Il commence son livre par l'analyse des facteurs physiques des vignobles, rappelant la nécessité de sols médiocres pour avoir un vin dit de qualité. Il n'omet pas, bien sûr, de faire référence à l'exposition des coteaux... il disserte longuement sur les cépages à utiliser. Cependant, il ouvre la brèche de la qualité. Il décrie déjà la volonté de produire trop au lieu de s'attarder à la qualité. Il pense que les ventes ne peuvent être que meilleures pour un vin qui se conserve plutôt qu'un vin qui ne saurait être de garde et se boirait rapidement par manque de soins que le vigneron lui apporterait. Il s'étend longuement sur les vendanges et les techniques à choisir pour de meilleurs résultats qualitatifs. Ensuite il plaide pour une modernisation des techniques, de vinification. Ce mémoire étonne par son paradoxe permanent. L'abbé Rozier prône la qualité et se dit précurseur par son discours. Effectivement, il s'efforce de raisonner, en permanence, en terme de modernité. Il conçoit que la seule manière de vendre mieux, c'est produire mieux ; non pas en quantité mais en qualité. Il remet en cause les acquis « populaires » des vignerons. « J'ai osé attaquer les préjugés, je réussirais difficilement à les détruire. Les

conservée de tout l'héritage. Il n'est point de préjugés mieux enracinés que ceux dont les

fondements sont les moins solides »51. Il se veut novateur dans son discours, mais n'arrive pas à

dépasser le déterminisme physique. Pour preuve, malgré des pages d'éloge à l'amélioration qualitative pour mieux « gouverner » les vins afin de les vendre à l'étranger, il conclut de la sorte : « Je le répète, c'est par les soins multipliés que les Champenois ont pris de leurs vignes,

et la perfection qu'ils ont donnée à leur méthode de faire le vin, qu'ils sont parvenus à fixer ce degré de délicatesse qu'on leur reconnaît. Il ne tient qu'à nous de les imiter, en appliquant chacun séparément et d'une manière convenable au climat que nous habitons, les lois et les préceptes dictés par l'expérience et la saine physique »52. Il est ancré dans une vision très religieuse des choses53 : le climat, la nature des sols sont inéchangeables, il faut conjuguer avec. Toutefois, il glorifie les avancées techniques et est convaincu que les producteurs de vin peuvent s'accommoder des contraintes et trouver les bonnes solutions pour faire du vin de qualité. Quant à sa vision des échanges économiques, il est très conservateur, très physiocrate.
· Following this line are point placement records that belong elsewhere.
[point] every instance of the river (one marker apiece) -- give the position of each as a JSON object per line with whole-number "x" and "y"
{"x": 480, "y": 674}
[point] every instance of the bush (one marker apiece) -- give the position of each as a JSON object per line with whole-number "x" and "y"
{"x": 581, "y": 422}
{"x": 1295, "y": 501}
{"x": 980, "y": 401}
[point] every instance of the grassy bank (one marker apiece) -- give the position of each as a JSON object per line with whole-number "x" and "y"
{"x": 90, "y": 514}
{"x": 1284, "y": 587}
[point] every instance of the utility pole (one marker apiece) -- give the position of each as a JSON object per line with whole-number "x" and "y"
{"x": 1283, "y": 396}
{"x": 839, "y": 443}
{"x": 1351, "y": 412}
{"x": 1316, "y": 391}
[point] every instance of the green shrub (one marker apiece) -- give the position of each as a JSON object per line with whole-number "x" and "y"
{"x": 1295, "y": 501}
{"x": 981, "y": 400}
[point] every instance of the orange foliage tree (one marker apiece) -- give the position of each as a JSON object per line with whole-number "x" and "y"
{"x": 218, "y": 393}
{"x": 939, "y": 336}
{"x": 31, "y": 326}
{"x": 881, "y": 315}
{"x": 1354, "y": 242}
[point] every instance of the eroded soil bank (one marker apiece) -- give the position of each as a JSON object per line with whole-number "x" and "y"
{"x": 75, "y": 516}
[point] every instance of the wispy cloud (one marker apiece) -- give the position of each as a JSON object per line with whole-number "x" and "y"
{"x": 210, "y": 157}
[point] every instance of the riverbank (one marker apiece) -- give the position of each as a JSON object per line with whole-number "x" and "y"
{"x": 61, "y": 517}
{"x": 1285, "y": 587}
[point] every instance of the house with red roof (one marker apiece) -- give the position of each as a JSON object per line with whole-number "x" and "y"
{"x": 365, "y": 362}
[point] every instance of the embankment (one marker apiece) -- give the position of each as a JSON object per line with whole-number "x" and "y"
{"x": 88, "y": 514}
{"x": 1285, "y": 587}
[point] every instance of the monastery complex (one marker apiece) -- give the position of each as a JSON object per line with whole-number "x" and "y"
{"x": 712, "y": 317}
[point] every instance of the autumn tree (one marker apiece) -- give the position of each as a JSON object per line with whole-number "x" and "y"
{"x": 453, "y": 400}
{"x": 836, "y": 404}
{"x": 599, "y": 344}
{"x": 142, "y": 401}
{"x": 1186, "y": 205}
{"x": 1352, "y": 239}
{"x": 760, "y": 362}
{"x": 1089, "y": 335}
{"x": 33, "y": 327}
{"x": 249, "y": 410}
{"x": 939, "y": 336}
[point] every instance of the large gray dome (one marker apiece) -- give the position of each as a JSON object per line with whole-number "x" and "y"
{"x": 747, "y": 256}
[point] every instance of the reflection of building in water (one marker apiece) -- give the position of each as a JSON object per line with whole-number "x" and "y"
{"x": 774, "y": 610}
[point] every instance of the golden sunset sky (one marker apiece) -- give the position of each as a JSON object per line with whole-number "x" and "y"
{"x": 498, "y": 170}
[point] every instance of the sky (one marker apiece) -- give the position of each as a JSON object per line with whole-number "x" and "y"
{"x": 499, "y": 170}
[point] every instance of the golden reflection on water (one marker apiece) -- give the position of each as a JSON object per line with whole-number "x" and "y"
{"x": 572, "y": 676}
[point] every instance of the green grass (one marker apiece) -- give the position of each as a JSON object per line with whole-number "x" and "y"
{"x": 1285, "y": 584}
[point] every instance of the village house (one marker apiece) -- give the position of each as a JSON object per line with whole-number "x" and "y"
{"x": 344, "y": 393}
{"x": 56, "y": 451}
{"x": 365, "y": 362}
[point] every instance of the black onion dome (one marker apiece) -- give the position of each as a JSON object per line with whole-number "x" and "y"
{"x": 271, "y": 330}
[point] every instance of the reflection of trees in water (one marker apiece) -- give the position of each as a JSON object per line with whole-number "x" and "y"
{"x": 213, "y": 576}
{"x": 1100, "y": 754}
Cet exemple permet de comprendre d'où viennent les différents travaux des géographes classiques. Ces analyses qui vont naître par la suite s'inspirent bien entendu d'un héritage scientifique et populaire. Il est impensable pour les premiers géographes de parler des vignobles sans faire l'apologie des sols, des climats, des plants, des techniques... Finalement, les travaux anciens sur les vignobles s'attachent plus à être des travaux généraux, des études exhaustives reprenant les grands facteurs des vignobles sans se préoccuper vraiment d'apporter une problématisation des choses. La description, l'analyse laborieuse mais quasi exhaustive, la mise en avant de la géographie physique sont les composantes des études faites des vignobles. Cette vision perdura longtemps, y compris dans les travaux des universitaires qui travaillent sur les vignobles. Chaque écrit n'est autre qu'un héritage, une continuité des travaux antérieurs, une continuité qui se veut respectueuse des travaux des « maîtres ». Il ne peut y avoir d'avancées heuristiques sans l'existence de travaux qui donnent les bases des critiques possibles.

51 TCHOU Cl., 1999, Ibid. p. 148

52 TCHOU Cl., 1999, Ibid. p. 286-287

53 Liée certainement à l'époque, mais il ne faut pas se contenter de cette « excuse », il y a toujours eu des penseurs indépendants de leur époque comme Galilée ou Copernic... Parallèlement, l'économie politique est orientée vers une idéologie physiocrate.